Finnebrogue said the investment would eliminate 580 tonnes of CO2 emissions and “provide further energy security” while offering additional infrastructure to support its expansion into the plant-based market.
Countdown to completion
The solar panels will come on stream this month (July 2023), while additional infrastructure including car parking and roadways will be finished by the end of the year.
Commenting on the announcement, Finnebrogue chief strategy officer Jago Pearson said: “As we continue on our growth trajectory in the plant-based sector and across the other categories in which we play, we also continue to invest in our people and our facilities.
“We are privileged to have four outstanding food production facilities in County Down, the oldest being just eight years old, but we are always seeking ways in which we can make improvements so we can make more food the best it can possibly be.

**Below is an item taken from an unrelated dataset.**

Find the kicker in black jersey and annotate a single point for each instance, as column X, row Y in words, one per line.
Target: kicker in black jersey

Finnebrogue’s ‘foundation to success’
“We are particularly confident about the increasingly significant role we can play in the plant-based category in the years to come, our output having grown threefold in two years and our development teams working intensively on the agenda-setting innovation that has always been the foundations of our success.”
Finnebrogue’s overall company revenue was forecast to surpass £200m this year, up from £188 million last year. The business’s plant-based output is up threefold since 2021, making a broad range of plant-based food formats on a private-label and co-manufacturing basis.
Earlier this month, Finnebrogue announced it had partnered with cultivated meat company Ivy Farm Technologies on a project to bring the first commercially available cultivated wagyu beef burgers to market.